‘Tum pukar lo, tumhara intezar hai’ – whenever I hear this soulful song from ‘Khamoshi’, I cannot help but think about ‘the man in silhouette’ singing the song. Never once is his face shown, but you can gauge he is fit and good looking, well the man in question is Dharmendra, Hindi Cinema’s first Iron Man, as he is often called.
Dharmendra – The Splendid Actor
My introduction to Dharmendra came through the various Mohd Rafi songs which played out often in our house, thanks to the ‘die hard Rafi saab fan’ – my father. So from aaj mausam bada baiman hai to main kahi kavi na ban jaaun, to watching his many films at the theatre and those that played on Doordarshan – I’ve witnessed it all.
Though the epithet Garam Dharam stuck to him – think back to all those dialogues “kutte mein tera khoon pee jaaunga” – his vast filmography, however, was anything but restricted by just action films.
From action to romance, comedy to social dramas, he played hero and anti-hero with the same ease, a complete actor, whose stardom transcended labels and genres.
His Big Break In Bollywood
Dharmendra’s love affair with films began soon after watching Dilip Kumar’s Shaheed in his village in Punjab. “I was enchanted by this world”, he said to me. “I was curious who are these kings and fairies”.
In 1957, it was through a talent contest, that he got his break with Bimal Roy’s Bandini, but we cannot say the rest is history.
The young aspiring actor, who went unrecognized at the premiere of his first film, Dil Bhi Tera Hum Bhi Tere – thought maybe movies were a bad call, after all. His big break, however, came with Phool Aur Pathar. That was also the audiences introduction to the ‘muscled, well toned body’ of the Jat from Phagwara, as he ripped off his shirt.
“People called me Shaka for the longest time post that film”, said Dharmendra , “this is success, when an actor is identified with his character”.
His Experiments With Roles
Admitting, all he wanted was a Fiat car and a flat and lots of films to work in, Dharmendra didn’t shy away from playing the antagonist either.
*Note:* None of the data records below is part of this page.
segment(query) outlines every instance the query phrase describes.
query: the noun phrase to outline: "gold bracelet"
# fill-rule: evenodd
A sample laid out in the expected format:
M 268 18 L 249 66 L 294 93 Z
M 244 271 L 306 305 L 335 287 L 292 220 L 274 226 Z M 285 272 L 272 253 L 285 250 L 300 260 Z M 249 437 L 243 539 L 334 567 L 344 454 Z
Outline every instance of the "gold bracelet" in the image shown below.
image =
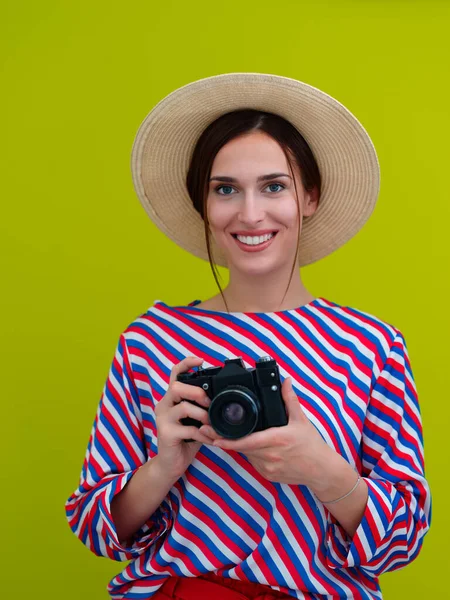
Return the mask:
M 322 504 L 334 504 L 335 502 L 339 502 L 340 500 L 343 500 L 344 498 L 347 498 L 348 496 L 350 496 L 350 494 L 352 494 L 356 490 L 360 481 L 361 481 L 361 475 L 358 473 L 358 479 L 357 479 L 355 485 L 352 487 L 352 489 L 347 494 L 345 494 L 344 496 L 341 496 L 340 498 L 336 498 L 336 500 L 330 500 L 329 502 L 327 502 L 326 500 L 320 500 L 320 498 L 319 498 L 319 500 L 320 500 L 320 502 L 322 502 Z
Films like Aee Milan Ki Bela and Mera Gaon Mera Desh saw him play the anti-hero.
“You know I was scared after I played those characters, thinking it was career suicide, but you won’t believe it – I received so many letters from young women, it was a great boost for my ego”.
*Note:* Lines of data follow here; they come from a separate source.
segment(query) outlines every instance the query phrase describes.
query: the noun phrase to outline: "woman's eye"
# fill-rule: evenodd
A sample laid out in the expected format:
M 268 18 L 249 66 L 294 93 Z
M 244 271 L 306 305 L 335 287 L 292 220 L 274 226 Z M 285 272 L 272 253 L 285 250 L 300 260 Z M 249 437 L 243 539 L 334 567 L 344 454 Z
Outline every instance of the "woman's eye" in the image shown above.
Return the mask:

On the other hand, he collaborated with directors like Hrishikesh Mukherjee for films like Anupama, Satyakam.
“You were the face of what we like to call ‘alternative cinema’ these days”, I asked him, rather star-struck, since he is a treasure trove of stories.
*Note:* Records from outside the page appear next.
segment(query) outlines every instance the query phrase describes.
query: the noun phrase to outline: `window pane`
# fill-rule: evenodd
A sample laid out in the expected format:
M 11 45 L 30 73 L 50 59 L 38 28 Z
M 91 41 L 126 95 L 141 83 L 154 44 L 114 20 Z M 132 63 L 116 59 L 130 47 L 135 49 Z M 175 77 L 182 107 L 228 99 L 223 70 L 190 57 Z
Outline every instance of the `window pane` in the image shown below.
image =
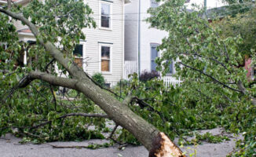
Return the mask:
M 169 63 L 170 63 L 170 66 L 169 66 L 169 73 L 170 73 L 170 74 L 173 74 L 173 68 L 174 68 L 174 66 L 173 66 L 173 62 L 172 61 L 170 61 Z
M 110 71 L 109 60 L 101 60 L 101 71 Z
M 151 61 L 151 71 L 155 71 L 156 64 L 155 60 Z
M 156 8 L 159 6 L 158 2 L 155 2 L 155 0 L 151 0 L 151 7 Z
M 101 46 L 101 71 L 110 71 L 110 47 Z
M 151 60 L 155 60 L 157 57 L 156 47 L 151 47 Z
M 76 64 L 82 68 L 82 58 L 75 58 L 75 63 L 76 63 Z
M 109 16 L 110 14 L 110 5 L 101 4 L 101 15 Z
M 101 27 L 110 27 L 110 5 L 101 4 Z
M 82 45 L 78 45 L 75 46 L 75 50 L 73 51 L 73 55 L 79 57 L 82 57 Z
M 101 46 L 101 59 L 110 59 L 110 47 Z
M 101 27 L 110 27 L 110 17 L 101 16 Z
“I was lucky to get a variety of roles, they were conceived so well. Also method acting is easy, but in my case, I just managed to delve into those characters and I didn’t make any undue effort”.
The Charmer That He Has Been
Not one to be boxed into any genre, his comic timing with Amitabh Bachchan in Sholay as Jai-Veeru and in Chupke Chupke, proved his flair for comedy.
As he wooed his leading ladies – from Vijyantimala to Sharmila Tagore, it was of course his onscreen pairing with Hema Malini which scorched the screens. The two starred in over 28 films together and their subsequent marriage in 1981 was nothing short of a controversy.
He turned to film production in the 80’s launching his son Sunny in Betaab (1983) and Bobby with Barsaat in (1995), and though his cinematic outings are few and far in between; he sadly, despite his six-decade-long career, was never given his due by the industry.
When I asked him, in an interview years ago, if he felt bad, he responded with a smile,”I have stopped thinking about dues milne chahiye ya nahi, I don’t care, the biggest thing in the world is love and I got plenty of that from the audience and that nurtures me”.